Austin musician Michael Nance spends some of his studio time writing ad jingles.
“That’s actually how I’m trying to get started; is get some money made or a record deal either through film or commercials and kind of go the reserve root,” Nance said. “Instead of you know, getting on the radio.”
Until he starts selling those, he’s even doing Public Services Announcements for free, as a way to get his voice out there and increase visibility as a band.
The decline in influence of the record labels has something to do with it. Musicians need new ways to reach the public and not starve. Advertising and branding fits that bill.
“And rightfully so,” says Anthony Livreri, who worked for a record label before going into advertising. “It’s about time that bands start to get paid, when labels would kind of get the majority of money that came in,” he said.

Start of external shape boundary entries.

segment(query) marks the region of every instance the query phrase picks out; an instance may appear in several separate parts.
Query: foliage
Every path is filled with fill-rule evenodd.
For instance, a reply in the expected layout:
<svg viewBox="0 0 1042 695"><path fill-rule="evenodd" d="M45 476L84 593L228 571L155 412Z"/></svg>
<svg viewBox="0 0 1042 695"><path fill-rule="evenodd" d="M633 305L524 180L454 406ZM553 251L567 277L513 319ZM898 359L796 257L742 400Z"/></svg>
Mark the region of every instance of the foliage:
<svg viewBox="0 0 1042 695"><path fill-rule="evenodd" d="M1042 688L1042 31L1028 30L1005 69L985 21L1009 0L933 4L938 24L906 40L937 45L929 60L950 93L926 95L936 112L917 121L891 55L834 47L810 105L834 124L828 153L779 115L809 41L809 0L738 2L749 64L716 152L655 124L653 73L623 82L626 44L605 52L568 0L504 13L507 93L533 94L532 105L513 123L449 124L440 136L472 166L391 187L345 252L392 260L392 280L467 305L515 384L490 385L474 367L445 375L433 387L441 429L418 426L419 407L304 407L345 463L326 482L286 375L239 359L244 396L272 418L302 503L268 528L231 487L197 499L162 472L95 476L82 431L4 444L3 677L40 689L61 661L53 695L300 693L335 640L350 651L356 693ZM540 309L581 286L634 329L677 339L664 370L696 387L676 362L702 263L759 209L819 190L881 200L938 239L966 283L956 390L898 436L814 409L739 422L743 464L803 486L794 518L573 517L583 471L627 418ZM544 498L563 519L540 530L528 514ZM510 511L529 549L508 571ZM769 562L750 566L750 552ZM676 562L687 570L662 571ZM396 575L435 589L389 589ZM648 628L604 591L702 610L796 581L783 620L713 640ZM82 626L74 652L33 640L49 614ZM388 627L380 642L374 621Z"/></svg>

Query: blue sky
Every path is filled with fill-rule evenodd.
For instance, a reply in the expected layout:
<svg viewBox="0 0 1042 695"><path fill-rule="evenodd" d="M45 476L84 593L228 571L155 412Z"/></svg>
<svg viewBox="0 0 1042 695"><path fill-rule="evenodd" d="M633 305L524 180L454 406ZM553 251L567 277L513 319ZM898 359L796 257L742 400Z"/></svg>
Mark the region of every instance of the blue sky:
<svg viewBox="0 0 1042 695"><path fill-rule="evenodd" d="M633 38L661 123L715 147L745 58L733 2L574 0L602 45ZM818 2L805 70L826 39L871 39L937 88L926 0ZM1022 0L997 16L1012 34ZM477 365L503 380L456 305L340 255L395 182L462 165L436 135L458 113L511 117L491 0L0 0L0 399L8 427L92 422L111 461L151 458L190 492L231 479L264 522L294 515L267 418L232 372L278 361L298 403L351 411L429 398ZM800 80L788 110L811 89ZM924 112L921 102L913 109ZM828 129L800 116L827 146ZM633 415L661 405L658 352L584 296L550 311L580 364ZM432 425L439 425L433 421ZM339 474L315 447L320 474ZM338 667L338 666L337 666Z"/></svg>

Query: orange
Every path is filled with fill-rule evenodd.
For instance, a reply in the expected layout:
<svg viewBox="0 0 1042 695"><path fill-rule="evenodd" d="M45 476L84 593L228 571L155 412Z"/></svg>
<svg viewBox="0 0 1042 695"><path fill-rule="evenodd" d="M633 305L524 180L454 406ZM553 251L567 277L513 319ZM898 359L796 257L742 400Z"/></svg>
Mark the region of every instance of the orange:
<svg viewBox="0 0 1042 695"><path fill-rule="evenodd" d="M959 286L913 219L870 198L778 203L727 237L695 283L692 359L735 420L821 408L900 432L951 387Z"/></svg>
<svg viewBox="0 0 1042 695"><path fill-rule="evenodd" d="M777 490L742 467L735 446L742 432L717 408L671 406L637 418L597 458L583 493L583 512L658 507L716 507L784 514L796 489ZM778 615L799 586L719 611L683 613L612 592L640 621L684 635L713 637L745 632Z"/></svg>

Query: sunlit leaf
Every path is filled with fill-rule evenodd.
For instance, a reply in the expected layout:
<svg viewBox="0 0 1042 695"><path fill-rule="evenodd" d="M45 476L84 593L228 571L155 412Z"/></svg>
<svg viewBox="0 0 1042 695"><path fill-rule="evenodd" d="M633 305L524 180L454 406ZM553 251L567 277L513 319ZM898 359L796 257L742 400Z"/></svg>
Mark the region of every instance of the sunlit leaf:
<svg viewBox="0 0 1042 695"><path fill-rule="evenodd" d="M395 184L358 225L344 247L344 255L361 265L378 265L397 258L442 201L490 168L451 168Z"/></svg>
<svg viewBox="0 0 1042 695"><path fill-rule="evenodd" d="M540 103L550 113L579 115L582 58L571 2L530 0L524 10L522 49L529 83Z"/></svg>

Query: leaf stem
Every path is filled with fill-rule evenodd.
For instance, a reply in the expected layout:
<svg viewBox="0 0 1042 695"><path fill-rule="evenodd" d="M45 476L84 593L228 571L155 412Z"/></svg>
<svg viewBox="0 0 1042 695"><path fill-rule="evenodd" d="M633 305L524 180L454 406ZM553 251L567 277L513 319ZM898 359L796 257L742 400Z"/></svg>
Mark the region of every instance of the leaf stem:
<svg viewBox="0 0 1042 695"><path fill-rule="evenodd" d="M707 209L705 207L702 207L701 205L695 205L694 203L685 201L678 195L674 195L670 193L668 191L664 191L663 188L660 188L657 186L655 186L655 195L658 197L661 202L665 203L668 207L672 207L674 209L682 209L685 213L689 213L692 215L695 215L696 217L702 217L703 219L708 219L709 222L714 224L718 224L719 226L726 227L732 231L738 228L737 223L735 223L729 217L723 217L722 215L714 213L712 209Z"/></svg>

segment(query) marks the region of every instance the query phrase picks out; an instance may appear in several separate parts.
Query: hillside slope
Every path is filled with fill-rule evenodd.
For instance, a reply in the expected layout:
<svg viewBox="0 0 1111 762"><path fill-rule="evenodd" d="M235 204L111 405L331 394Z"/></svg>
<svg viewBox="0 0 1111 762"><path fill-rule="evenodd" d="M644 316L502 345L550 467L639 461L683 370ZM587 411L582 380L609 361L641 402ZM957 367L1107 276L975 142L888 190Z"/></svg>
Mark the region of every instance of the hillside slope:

Meanwhile major labels can’t rely on retail sales of albums as they used to. So they’re seeing sponsorship and brand placement as a new way of making money. Sean Moeller is founder of the music website daytrotter he says what it all adds up to is a new take on the musician as businessman.
“They know exactly how their band is working, how their brand is working, and they’re better for it, because they can kind of take control of this career that they’re trying to build,” Moeller said.
Where that will take the world of corporate branding at South by Southwest in the future? Check back in another 25 years to find out.